India’s Finance Ministry declared that inflation can’t be the primary concern of policy makers on the eve of a rate decision by the central bank.
Declines in commodity and wholesale prices show that inflation isn’t the country’s biggest worry right now, a Finance Ministry official told reporters in New Delhi on Monday. He asked not to be identified, citing ministry rules.
The comments reflect increased tensions between the Finance Ministry and central bank over its focus on containing one of Asia’s fastest inflation rates. The ministry released a draft bill last month that would give the government control over a proposed rate-setting committee, putting it at odds with a central bank recommendation.
All but three of 42 economists in a Bloomberg survey expect central bank Governor Raghuram Rajan to hold the benchmark interest rate at 7.25 percent on Tuesday. The others expect a 25 basis-point cut.
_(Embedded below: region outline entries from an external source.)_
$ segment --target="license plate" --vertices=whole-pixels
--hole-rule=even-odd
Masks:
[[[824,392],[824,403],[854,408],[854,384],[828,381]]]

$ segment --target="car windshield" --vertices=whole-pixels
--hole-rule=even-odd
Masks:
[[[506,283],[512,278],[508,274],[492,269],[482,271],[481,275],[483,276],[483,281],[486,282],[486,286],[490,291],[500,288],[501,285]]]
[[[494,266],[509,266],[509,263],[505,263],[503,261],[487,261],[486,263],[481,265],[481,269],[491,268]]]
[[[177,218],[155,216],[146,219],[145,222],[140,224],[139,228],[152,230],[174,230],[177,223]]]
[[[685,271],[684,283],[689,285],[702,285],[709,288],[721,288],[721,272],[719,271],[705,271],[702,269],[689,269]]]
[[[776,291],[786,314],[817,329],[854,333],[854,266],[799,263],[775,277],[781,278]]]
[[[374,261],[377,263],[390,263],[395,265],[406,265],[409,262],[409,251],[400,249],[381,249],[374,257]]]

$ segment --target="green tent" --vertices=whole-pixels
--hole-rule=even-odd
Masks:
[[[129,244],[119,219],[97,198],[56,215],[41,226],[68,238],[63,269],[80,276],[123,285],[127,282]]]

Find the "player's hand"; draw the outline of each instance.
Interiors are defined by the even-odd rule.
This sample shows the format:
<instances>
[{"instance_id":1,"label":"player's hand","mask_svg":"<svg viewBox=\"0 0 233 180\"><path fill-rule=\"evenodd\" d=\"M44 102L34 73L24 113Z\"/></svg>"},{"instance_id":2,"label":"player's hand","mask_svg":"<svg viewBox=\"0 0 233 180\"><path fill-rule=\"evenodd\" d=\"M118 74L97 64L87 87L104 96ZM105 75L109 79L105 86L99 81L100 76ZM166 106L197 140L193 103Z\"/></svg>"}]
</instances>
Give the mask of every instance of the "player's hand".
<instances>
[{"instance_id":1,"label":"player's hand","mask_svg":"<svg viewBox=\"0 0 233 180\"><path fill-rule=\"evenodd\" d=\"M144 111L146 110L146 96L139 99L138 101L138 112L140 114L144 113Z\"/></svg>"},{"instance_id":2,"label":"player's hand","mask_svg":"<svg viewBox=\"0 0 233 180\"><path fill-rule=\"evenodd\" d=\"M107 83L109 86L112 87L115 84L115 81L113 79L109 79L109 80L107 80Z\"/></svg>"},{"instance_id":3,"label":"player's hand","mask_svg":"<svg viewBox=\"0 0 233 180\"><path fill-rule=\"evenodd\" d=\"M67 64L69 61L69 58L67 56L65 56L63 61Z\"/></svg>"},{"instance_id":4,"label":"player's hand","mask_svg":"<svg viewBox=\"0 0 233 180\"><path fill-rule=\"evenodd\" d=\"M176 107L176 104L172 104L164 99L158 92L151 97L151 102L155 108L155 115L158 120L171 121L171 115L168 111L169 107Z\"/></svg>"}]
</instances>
Rajan has cut the rate three times this year, easing along with China.
“There is tension because the government is keen to get growth going, and the RBI is not obliging,” said Rajiv Kumar, a former adviser with the Finance Ministry who also has worked as a principal economist at the Asian Development Bank. “The RBI is inclined to keep the rates as they are because its forecast for CPI is higher.”
Investors have started to become less optimistic about Prime Minister Narendra Modi’s ability to jump start India’s economy. The benchmark S&P BSE Sensex has gained 2.5 percent this year, compared with 30 percent in 2014.
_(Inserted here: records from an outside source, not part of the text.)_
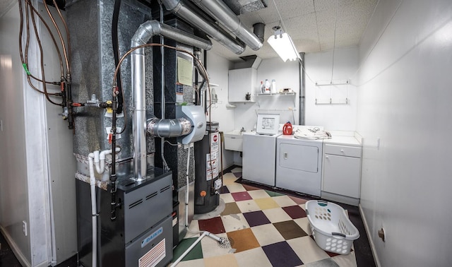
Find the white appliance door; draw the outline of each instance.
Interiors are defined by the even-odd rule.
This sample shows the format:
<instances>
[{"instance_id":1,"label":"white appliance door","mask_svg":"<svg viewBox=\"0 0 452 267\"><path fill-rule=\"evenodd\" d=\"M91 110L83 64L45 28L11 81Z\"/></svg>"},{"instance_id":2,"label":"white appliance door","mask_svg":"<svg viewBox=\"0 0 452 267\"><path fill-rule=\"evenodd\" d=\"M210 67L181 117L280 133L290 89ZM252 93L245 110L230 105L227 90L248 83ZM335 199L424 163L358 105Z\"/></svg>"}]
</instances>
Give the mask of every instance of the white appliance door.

While Modi’s government agreed to an inflation target of 2-6 percent earlier this year, the draft bill threatens to water down the proposal. In addition to giving the government majority control of a monetary policy committee, it also calls to review the inflation target every three years.
One point of contention is the use of the consumer price index as the policy anchor. A record divergence with the wholesale price index -- at one point the main gauge -- has spurred a debate over the central bank’s inflation target, with Modi’s top economic adviser calling for a reassessment.
“The Finance Ministry has made no bones about their belief that the RBI should cut rates to help stimulate growth,” said Milan Vaishnav, associate in the South Asia Program at the Carnegie Endowment for International Peace, adding that the new inflation-targeting regime reduces room for Rajan. “If the RBI does not cut rates, the government may be bitter -- but it will not come as a surprise.”
Consumer price inflation accelerated 5.4 percent in June from a year earlier and is forecast to increase toward the central bank’s 6 percent target by January. Wholesale prices fell 2.4 percent, having declined each month this year.
Control of a monetary policy committee is one of the final pieces of Rajan’s plan to modernize the 80-year-old central bank and put it on par with countries such as the U.S. and the U.K. He traditionally gives a press conference after each rate decision.